ふぃお生年月日非公開。小学生時代にファミコンにハマり、以降、「趣味=ゲーム」と即答できるレベルのコアなゲーマーとして過ごす。'02年末、秋葉原デパートのショウケースにガレージキットの完成品が飾られている光景を見て「2Dのキャラクターが的確に3Dへ置換されている」という事実に驚愕(食玩フィギュアなどの存在も知ってはいたのだが、なぜかこのとき突然それに気付いたらしい)、その瞬間に無根拠ながら「自分には自分の好きなゲームキャラを立体化できる才能があるはず!」と固く信じ込み、まったくのシロウトのままフィギュア造形の門を叩くことを決意する。その後、インターネットを通じ造形材料や製作方法などをゼロから調べて習作を手掛けつつ、'03年[冬]のワンフェスを初視察。同会場にて'03年[夏]の参加申込書を購入し、処女作が完成してもいないのにいきなりディーラー参加を申請するという蛮行に出る。そして'03年[夏]、“Reply From...”名義にて初ディーラー参加。専業主婦としての生活をこなしつつも、首までどっぷりと浸かった「日々是造形」な人生へ突入していくことになる。

WSC#047プレゼンテーション作品解説

© ATLUS CO.,LTD. 2007 ALL RIGHTS RESERVED.


アリスとソクラテス

from PS2用ゲームソフト『オーディンスフィア』
ノンスケール(全高90mm)レジンキャストキット


商品販売価格
ワンフェス会場特別価格/5,800円(税込)
ワンフェス以降の一般小売価格/7,800円(税込)


 対象をギチギチなところまであえて突き詰めない適度な作り込みと、ほんわかとしたやさしい空気感。ガレージキットスピリッツ(つねに圧倒的であろうとする造形精神)的観点で眺めると「……ヌルい!」という話にもなりかねないのですが、Fioが紡ぎ出す作品の魅力は、その「空気感」という何ともいい加減極まりない言葉でしか形容することができない部分に秘められています。プレゼンテーション作品となる“アリスとソクラテス”(PS2用ゲームソフト『オーディンスフィア』にて、あまねく物語を読み解く少女&その友だちの黒猫)は、そんなFioの、女流作家ならではの「対象を包み込む視点」が息づく秀作。やわらかそうな質感にて造形されたソファ+アリスとソクラテスというパーツ構成は、それだけでヴィネット(小型情景模型)と同様の物語性を感じさせます。この作品を通じ、ぜひともその「やさしい空気感」に触れてみてください。

Fioからのコメント

 私は「かわいい」ものが好きです。今回のアリスとソクラテスにはかわいいものが詰まっています。少女と猫と大きいソファ。こじんまりと佇むアリスを皆さまにも愛でていただけたら、と思います。

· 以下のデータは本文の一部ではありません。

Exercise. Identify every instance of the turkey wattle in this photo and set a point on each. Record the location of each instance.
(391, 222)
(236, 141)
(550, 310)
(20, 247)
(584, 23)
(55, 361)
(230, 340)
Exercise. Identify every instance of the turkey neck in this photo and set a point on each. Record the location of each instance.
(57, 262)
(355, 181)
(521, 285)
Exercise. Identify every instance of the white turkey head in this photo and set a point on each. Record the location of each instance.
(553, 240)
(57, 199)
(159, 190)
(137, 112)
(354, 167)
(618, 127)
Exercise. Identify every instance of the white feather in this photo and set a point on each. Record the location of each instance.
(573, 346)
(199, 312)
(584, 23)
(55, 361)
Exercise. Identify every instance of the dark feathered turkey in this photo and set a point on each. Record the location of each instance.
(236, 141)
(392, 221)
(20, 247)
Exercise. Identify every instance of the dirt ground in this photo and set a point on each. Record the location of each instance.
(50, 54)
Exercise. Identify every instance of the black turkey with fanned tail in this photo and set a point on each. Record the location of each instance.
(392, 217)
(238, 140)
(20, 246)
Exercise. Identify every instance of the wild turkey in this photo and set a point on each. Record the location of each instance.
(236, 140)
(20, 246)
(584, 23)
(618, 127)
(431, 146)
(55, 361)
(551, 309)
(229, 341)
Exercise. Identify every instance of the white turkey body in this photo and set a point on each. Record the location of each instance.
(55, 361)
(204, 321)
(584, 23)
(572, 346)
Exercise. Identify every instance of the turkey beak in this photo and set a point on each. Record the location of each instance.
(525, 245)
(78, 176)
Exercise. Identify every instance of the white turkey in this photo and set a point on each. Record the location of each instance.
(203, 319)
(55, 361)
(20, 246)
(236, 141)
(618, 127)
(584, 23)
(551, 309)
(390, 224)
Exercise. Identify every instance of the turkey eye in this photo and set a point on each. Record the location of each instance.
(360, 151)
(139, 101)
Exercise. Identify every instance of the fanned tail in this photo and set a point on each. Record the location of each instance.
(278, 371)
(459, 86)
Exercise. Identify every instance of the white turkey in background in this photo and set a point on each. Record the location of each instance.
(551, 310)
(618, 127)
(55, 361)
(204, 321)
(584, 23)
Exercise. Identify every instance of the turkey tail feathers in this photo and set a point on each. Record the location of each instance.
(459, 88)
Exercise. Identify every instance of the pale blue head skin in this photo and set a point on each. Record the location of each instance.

「かわいい」ということが私のなかですべての判断基準。造形技術が足りてないのも塗装技術が足りてないのも自分たちがいちばんわかっています。だから作り終わったあとはいつも後悔が残るし、反省会まで開催されちゃう。
  それでもできあがったものを1ヶ月後に見直したとき、まだ「かわいい」と思えるようなら私の勝ち!

 今回WSC選出の連絡をいただいたのが後悔で唸っている真っ最中だったから、第一声は「え~!? 正直勘弁して~」でした。
  本当にどうしようか悩みました。
  でもあさのさんの「あなたは万年候補」的な発言で吹っ切れたのです。「いま選んでもらったことに、何かしら意味があるのかな」と。

 もうひとつ。
  私は「削る」という行為が好きです。
  原型製作にポリエステルパテというマテリアルを使っているのですが、ナイフでパテをショリショリと削る感触が好きです。1日経った頃合いが絶妙です。朝起きたら夫の朝食を準備しつつも削っちゃう。寝ぼけているので指まで削る。そんな日々。好きすぎて他の道具を駆使しようとしないため、効率は一向に上がりません。
  思い起こせば固形石けんをカッターで削り、粉石けんを大量に作っては母に叱られるという変な小学生でした。嫌すぎます。模型とまったく関わりのない人生のなかで、ここだけがいまに繋がっている気がします(?)。

 こんな感じで好きなことをして好きなものを作っています。支えてくれる方々に深く感謝しつつ、これからもそんな私でありたいと思います。そうしてできたものが誰かの「好き」になれたらうれしいなぁと思うのです。